Conservation psychology is a relatively new research area and concerns both theoretical and applied research. Its main focus is to understand the relationships humans have with other animals and the natural world more broadly. Key areas of interest are the conditions under which people will actively conserve threatened or endangered species - even when to do so may come at a personal cost. Dr Jackie Abell and Dr James Bennett of CAWR are currently involved in on-the-ground research based in Zambia and Zimbabwe, in association with the African Lion & Environmental Research Trust (ALERT).

One example of this collaborative research concerns human-wildlife co-existence (HWC). Across Africa conflict between people and animals is one of the main threats to the continued survival of many species. HWC also offers a significant threat to local human populations. People lose their crops, livestock, property, and sometimes their lives. The animals, many of which are already threatened or endangered, are often killed in retaliation or to 'prevent' future conflicts (known as Problem Animal Control: 'PAC'). Conserving wildlife may not be top of the local people’s, or government's, agenda.

One way HWC can be addressed is through effective conservation education. Conservation education is a tool that is gaining increasing currency in conservation more broadly. The research team are investigating the effectiveness of conservation education, as well as the most impactful way of delivering conservation education in countries where teaching and learning resources can be scarce.

Impact

The researchers have developed a tool to assess a conservation education syllabus which is culturally appropriate in Africa. They have also designed and implemented a conservation education syllabus founded in problem-based learning, to explore African wildlife and its social, cultural, economic and ecological value to the continent, current threats to the local and wider natural environment, and work collectively to develop environmentally sustainable ways of living in a context where resources are scarce. For example, in Livingstone, human communities find themselves living cheek-to-cheek with wild elephants. Many local people’s livelihood depends on farming. When elephants eat their vegetable crops, trample through their homes and threaten their lives, the local people understandably become less tolerant. The aim of the project is to encourage positive attitudes towards conservation, and foster long-term constructive behaviours so that local people benefit from conserving wildlife.  In doing so, our work seeks to protect people and animals currently considered ‘pests’, such as elephants and lions. This work utilises academic and practical know-how in education, innovative learning, social psychology, and wildlife conservation.

The development of the conservation syllabus began in 2012 by ALERT/Lion Encounter. In 2013 researchers at Coventry University began to work with them to develop it further using proven learning techniques developed in the social sciences. The research team have successfully piloted assessment tools to measure the effectiveness of this conservation education programme in target HWC hotspot local communities in Zambia and Zimbabwe. The next step is to expand on this further to include adults as learners and problem-solvers in the course and train local communities to facilitate these workshops.

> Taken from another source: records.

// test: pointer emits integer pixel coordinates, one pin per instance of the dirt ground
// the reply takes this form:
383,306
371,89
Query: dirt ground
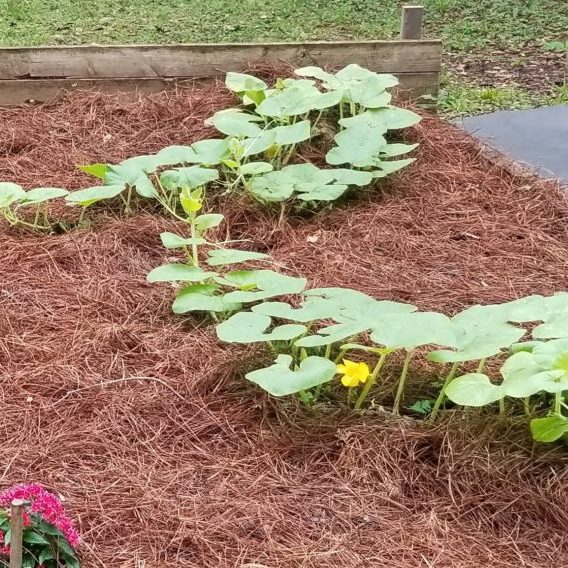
143,421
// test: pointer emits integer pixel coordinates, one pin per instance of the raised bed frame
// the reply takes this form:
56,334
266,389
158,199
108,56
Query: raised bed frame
39,74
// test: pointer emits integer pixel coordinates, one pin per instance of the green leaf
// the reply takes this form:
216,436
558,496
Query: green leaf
190,177
173,241
178,273
134,172
90,195
474,389
260,143
201,297
241,82
10,193
293,133
44,555
307,180
357,146
95,170
395,118
33,537
370,92
208,152
248,327
280,380
220,257
208,221
256,168
411,330
269,284
306,313
234,122
42,194
549,429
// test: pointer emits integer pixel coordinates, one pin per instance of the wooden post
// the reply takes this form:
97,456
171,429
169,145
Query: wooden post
17,529
411,22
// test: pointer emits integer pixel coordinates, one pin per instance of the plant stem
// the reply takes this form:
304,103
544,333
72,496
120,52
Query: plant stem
442,394
401,382
370,381
526,402
193,236
558,403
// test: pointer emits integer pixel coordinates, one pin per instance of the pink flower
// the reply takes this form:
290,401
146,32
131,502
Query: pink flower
46,505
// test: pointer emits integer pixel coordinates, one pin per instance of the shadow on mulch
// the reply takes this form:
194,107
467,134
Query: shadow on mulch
181,463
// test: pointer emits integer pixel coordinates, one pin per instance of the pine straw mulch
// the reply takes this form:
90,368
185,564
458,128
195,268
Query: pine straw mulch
142,420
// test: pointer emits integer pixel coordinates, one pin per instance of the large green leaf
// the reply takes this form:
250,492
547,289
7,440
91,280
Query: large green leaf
208,221
190,177
280,380
234,122
90,195
249,327
474,389
293,133
358,146
241,82
10,193
134,172
411,330
202,298
549,429
269,284
307,313
43,194
521,375
178,273
479,335
256,168
173,241
219,257
307,180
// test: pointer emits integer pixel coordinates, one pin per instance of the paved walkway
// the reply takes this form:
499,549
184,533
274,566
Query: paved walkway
537,137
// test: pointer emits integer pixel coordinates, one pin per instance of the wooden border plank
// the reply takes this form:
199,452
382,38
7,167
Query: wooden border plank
21,91
207,60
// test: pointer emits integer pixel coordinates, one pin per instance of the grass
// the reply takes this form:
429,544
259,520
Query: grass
463,24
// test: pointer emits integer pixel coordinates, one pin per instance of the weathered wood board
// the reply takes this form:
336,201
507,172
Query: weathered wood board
40,74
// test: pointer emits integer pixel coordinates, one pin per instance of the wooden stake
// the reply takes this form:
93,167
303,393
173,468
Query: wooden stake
411,22
17,529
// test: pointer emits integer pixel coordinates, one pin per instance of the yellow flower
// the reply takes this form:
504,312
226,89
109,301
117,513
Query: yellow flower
191,201
353,373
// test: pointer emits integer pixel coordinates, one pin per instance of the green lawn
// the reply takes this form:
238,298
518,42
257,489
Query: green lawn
463,24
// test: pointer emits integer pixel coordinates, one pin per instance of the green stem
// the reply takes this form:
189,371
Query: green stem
401,382
442,394
370,381
527,406
193,236
558,403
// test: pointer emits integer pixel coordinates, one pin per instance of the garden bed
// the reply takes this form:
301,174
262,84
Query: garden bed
177,461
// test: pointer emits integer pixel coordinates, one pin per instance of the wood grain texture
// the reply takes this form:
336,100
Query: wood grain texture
212,59
40,74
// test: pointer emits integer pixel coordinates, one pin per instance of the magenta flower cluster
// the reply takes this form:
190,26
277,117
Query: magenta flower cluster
46,505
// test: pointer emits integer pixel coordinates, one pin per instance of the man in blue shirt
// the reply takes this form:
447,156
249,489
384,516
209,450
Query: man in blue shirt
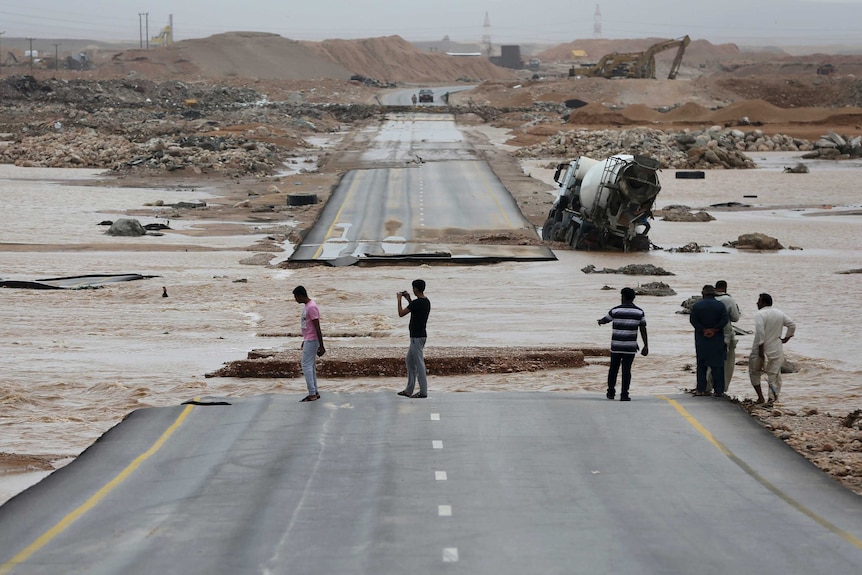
708,317
628,319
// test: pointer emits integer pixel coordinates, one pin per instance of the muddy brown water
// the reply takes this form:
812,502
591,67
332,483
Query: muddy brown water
73,363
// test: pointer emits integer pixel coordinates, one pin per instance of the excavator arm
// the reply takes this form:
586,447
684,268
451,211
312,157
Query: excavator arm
674,67
646,64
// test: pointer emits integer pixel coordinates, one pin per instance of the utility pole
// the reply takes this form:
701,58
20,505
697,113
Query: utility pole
140,30
31,54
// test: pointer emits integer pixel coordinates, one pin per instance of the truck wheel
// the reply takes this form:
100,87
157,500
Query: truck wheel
546,228
639,244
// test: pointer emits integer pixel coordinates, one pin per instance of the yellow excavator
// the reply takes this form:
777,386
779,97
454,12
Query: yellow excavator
636,64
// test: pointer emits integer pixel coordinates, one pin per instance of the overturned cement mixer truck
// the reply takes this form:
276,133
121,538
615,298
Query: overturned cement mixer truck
604,204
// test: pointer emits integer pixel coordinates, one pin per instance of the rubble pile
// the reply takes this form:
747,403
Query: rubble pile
834,146
715,147
125,125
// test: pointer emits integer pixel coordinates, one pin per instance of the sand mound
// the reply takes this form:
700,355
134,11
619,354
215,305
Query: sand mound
597,114
261,55
394,59
755,111
641,113
253,55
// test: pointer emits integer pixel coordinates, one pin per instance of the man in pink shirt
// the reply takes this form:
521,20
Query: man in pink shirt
312,341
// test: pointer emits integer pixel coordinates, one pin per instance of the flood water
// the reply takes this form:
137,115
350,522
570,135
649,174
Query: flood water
74,363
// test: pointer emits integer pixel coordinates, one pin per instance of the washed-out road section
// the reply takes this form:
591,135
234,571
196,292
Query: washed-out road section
422,193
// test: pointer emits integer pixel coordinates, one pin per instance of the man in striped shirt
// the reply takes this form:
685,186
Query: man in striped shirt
628,320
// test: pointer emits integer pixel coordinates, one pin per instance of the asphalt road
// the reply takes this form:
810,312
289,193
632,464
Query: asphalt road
424,187
478,483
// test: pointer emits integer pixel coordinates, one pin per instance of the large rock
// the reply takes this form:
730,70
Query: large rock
126,227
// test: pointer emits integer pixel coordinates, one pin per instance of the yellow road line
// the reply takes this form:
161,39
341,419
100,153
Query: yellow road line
64,523
337,217
823,522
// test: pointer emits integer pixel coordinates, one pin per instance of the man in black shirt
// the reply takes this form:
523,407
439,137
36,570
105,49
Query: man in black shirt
419,309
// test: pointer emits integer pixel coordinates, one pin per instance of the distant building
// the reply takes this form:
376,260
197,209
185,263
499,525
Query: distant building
510,57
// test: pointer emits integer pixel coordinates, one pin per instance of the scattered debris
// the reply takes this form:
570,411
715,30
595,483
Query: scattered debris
630,270
755,241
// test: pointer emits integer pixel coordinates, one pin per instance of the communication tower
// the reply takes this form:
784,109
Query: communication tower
597,23
486,36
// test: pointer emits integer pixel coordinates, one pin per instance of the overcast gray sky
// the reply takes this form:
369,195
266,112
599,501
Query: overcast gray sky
746,22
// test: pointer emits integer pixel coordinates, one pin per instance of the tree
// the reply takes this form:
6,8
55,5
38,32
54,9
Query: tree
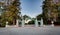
11,13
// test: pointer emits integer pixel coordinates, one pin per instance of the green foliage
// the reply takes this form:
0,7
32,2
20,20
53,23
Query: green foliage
11,13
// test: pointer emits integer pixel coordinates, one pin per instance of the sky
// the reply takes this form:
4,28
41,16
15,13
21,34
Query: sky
31,7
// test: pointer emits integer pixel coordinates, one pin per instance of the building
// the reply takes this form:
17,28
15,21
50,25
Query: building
51,10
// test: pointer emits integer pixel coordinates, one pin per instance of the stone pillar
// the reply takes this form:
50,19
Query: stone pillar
7,24
23,22
17,23
41,22
36,23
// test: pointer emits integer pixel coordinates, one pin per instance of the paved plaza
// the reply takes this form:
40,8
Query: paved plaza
30,31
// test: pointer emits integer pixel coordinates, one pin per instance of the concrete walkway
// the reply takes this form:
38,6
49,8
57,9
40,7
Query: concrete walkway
30,31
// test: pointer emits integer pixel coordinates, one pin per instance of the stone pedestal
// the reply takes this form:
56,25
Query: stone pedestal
7,24
17,23
52,24
36,23
23,22
41,22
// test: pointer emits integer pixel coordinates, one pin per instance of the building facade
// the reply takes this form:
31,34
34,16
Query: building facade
51,10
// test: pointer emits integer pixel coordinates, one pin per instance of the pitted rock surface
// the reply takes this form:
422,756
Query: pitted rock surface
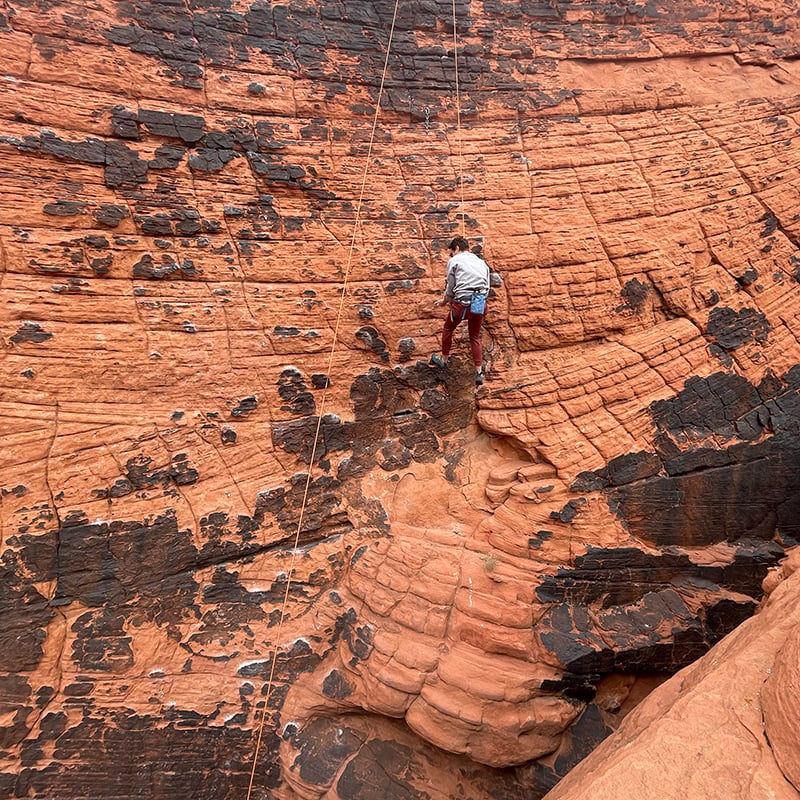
229,477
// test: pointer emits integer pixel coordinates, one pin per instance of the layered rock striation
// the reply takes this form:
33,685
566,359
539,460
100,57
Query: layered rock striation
251,542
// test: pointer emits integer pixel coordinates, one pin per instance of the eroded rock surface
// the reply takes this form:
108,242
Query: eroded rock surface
725,726
229,476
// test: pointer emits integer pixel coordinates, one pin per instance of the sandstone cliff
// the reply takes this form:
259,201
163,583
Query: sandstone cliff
215,254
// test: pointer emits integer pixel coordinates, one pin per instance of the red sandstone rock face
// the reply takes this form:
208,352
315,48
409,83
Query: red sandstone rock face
723,727
485,583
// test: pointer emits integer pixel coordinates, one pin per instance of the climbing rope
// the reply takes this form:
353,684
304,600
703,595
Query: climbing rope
458,124
301,517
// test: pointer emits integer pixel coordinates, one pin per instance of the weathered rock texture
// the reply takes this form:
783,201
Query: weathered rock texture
484,583
724,727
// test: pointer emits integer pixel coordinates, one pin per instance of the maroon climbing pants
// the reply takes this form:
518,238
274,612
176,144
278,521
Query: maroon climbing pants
458,313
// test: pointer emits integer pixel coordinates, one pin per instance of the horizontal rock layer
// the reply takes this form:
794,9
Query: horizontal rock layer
230,480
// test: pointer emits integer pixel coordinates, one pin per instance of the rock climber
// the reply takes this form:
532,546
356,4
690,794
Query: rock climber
466,289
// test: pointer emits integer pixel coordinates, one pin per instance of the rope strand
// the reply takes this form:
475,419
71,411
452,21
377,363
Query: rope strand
356,223
458,125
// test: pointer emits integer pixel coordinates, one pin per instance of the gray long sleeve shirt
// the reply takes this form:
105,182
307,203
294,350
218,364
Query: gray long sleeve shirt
466,273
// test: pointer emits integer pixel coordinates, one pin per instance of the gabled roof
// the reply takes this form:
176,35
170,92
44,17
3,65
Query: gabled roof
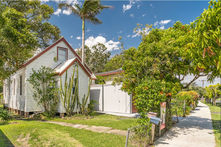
61,68
51,46
109,72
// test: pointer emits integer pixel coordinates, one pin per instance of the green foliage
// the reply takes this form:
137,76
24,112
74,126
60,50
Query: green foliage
24,27
206,48
96,58
140,136
68,99
45,91
5,115
84,109
200,90
100,80
190,97
213,92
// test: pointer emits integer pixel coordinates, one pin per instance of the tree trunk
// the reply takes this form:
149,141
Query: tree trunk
168,124
83,35
214,101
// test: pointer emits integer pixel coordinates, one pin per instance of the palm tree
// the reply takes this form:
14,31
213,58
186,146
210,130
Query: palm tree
89,11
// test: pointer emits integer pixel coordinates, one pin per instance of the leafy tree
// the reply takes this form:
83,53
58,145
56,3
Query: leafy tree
45,90
213,92
189,96
206,47
114,63
96,57
164,56
24,27
88,12
17,41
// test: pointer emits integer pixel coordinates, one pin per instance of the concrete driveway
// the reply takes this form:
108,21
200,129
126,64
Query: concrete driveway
194,130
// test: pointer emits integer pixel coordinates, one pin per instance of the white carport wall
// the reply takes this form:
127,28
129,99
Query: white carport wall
111,98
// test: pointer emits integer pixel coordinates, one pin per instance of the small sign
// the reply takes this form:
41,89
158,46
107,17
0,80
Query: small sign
162,114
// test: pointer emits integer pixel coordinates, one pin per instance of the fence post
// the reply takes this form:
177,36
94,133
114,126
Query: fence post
152,133
102,97
184,109
128,132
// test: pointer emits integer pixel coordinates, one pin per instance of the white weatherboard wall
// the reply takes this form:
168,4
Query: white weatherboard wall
111,98
12,96
96,94
83,85
47,59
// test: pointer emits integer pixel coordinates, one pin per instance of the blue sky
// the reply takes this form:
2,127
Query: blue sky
122,19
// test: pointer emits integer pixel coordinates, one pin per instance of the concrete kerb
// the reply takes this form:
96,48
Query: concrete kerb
99,129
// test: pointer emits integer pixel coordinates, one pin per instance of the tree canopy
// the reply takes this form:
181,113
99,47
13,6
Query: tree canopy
96,58
213,92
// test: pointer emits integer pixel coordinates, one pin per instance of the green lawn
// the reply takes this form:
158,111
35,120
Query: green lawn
216,118
116,122
35,133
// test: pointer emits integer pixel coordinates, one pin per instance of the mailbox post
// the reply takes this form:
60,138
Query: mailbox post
155,121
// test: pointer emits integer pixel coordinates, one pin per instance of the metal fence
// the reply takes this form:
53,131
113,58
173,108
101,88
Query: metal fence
138,136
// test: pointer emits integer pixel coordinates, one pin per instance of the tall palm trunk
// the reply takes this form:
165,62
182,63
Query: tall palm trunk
83,33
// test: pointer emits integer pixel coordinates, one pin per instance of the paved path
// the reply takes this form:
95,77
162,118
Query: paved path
194,130
98,129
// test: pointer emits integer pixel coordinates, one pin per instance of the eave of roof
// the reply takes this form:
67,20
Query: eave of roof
109,72
69,65
51,46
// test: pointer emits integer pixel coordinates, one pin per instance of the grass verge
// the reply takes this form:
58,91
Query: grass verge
216,118
35,133
116,122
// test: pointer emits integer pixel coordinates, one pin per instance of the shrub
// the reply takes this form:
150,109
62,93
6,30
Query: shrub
189,96
5,115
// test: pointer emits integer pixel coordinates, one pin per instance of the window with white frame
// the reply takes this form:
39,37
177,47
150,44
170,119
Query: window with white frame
62,54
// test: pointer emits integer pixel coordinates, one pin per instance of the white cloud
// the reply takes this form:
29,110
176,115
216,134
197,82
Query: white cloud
138,6
111,45
126,7
57,12
72,2
164,22
78,38
162,27
145,31
161,23
44,1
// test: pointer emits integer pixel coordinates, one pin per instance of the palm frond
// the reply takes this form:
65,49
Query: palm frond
74,11
93,20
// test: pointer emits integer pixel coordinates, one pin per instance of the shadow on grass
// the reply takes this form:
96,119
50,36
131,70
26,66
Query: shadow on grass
4,141
189,125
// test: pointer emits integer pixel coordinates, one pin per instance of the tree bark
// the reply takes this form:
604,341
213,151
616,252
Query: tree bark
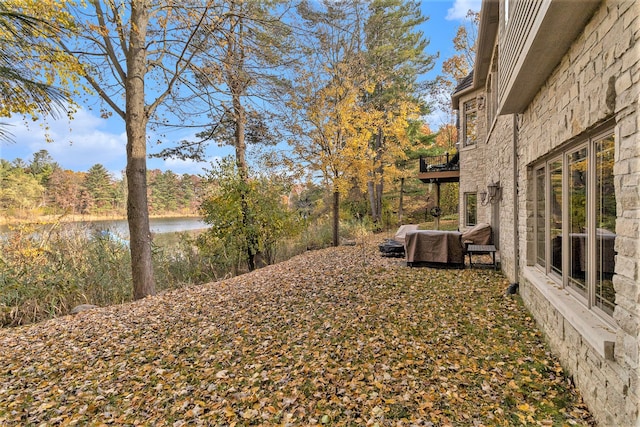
401,202
237,84
375,185
136,171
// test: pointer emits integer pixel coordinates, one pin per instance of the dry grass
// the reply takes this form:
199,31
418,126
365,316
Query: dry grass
340,336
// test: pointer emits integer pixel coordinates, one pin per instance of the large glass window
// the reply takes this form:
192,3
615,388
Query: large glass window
540,217
471,208
574,220
470,122
577,177
555,215
605,221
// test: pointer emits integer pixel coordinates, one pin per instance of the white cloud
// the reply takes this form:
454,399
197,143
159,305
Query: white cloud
460,9
180,166
77,144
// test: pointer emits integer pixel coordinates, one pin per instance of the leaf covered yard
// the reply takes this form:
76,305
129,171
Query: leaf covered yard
335,337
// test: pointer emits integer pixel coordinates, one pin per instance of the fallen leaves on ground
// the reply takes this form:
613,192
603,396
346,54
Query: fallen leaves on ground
335,337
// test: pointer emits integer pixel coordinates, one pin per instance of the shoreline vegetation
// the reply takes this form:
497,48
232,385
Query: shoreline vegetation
340,336
51,218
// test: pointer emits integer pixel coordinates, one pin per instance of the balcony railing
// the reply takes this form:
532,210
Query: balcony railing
440,163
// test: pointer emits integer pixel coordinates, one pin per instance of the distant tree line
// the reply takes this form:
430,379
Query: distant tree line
41,186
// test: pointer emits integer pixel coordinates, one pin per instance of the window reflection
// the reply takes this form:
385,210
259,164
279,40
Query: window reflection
605,201
577,218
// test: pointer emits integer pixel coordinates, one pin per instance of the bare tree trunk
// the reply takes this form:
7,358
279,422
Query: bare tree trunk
136,171
372,197
375,186
236,82
336,217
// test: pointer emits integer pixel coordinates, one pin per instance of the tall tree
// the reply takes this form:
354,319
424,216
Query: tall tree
99,185
28,69
459,65
396,58
244,50
121,45
331,129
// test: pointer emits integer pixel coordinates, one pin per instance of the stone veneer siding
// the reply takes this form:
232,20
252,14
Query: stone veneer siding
598,79
491,160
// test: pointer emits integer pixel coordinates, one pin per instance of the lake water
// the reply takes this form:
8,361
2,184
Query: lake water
157,225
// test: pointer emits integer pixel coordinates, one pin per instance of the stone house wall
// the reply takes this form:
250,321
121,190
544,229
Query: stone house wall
597,80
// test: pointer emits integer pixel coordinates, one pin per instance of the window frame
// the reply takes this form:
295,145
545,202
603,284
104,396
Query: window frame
591,299
467,204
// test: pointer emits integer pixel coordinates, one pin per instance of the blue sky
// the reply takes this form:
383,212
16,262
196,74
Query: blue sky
88,139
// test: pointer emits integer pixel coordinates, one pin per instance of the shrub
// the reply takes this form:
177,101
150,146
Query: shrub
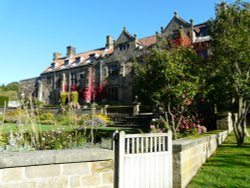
3,100
47,118
63,97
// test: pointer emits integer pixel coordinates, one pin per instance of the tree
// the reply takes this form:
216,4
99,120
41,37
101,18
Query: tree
230,62
13,86
169,77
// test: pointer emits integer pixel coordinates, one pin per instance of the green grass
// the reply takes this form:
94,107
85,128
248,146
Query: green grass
8,127
229,167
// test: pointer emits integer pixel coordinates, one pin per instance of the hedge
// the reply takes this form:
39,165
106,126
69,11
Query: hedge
3,99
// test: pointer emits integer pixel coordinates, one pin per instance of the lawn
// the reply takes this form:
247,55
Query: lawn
229,167
8,127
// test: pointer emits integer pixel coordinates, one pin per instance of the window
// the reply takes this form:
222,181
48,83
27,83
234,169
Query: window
78,60
49,80
73,78
123,47
53,65
66,62
58,83
113,93
113,70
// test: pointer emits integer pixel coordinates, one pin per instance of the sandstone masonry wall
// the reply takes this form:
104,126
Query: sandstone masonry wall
88,168
190,153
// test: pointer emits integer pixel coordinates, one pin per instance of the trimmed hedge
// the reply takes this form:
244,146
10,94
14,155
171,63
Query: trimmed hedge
2,100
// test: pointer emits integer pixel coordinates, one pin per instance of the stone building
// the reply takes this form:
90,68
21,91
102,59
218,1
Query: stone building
106,74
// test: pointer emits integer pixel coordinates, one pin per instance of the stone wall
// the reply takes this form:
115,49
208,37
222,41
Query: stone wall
88,168
28,86
224,121
94,168
190,153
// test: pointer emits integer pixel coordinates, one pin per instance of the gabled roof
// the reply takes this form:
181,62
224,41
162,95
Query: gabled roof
85,58
148,41
175,23
125,36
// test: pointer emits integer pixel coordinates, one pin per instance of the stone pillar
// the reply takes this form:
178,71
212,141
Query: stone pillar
136,109
63,82
40,91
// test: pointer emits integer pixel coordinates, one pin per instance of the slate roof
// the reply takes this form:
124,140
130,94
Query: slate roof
77,60
148,41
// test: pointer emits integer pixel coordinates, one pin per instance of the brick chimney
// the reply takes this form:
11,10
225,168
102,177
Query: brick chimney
71,51
56,55
109,42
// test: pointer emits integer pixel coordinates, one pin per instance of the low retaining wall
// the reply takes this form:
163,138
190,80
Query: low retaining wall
57,169
190,153
95,167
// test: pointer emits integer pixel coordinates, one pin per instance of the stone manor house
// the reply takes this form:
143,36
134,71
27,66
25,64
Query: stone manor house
106,74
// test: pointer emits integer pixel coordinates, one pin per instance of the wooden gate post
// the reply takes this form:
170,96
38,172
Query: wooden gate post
116,158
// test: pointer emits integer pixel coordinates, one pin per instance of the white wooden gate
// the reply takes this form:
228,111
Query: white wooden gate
143,160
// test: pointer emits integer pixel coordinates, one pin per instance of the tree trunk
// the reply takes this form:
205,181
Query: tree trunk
239,122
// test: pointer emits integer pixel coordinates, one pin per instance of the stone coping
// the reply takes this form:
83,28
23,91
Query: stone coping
188,142
33,158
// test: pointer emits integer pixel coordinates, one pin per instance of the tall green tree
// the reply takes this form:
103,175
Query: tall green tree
230,63
169,77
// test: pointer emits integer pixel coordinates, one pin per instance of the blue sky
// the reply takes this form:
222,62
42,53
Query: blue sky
31,30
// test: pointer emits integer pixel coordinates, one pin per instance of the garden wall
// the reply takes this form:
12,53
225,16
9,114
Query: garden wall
190,153
94,167
57,169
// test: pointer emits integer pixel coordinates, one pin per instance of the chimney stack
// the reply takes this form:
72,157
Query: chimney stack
56,55
71,51
109,42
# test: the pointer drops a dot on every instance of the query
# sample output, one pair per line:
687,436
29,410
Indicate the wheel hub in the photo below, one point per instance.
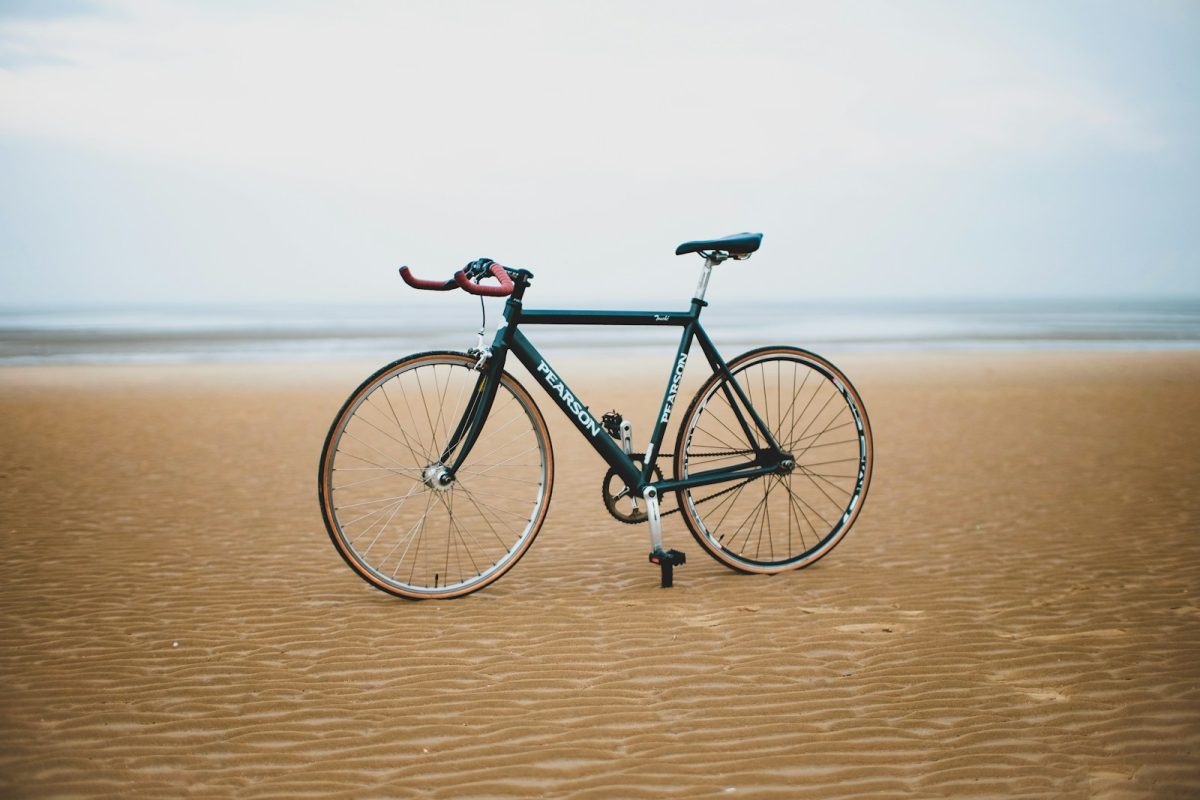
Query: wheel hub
437,477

Funding is a major issue in the delivery of the education. Schools are often poorly resourced, without electricity, providing the research team with the additional challenge of developing educational tools that do not rely upon a power supply, or more than the most basic of materials. This research recognises that tackling wildlife conservation problems requires the development of multi-disciplinary teams to address the human and animal aspects of wildlife conservation. A good place to start is with the people who will be the future of effective conservation practices in Africa; its children. For conservation to stand a chance in Africa, the people need to care about the species under threat and benefit from its presence.

This educational tool operates alongside other practical HWC strategies which includes the protection of livestock corrals from predators.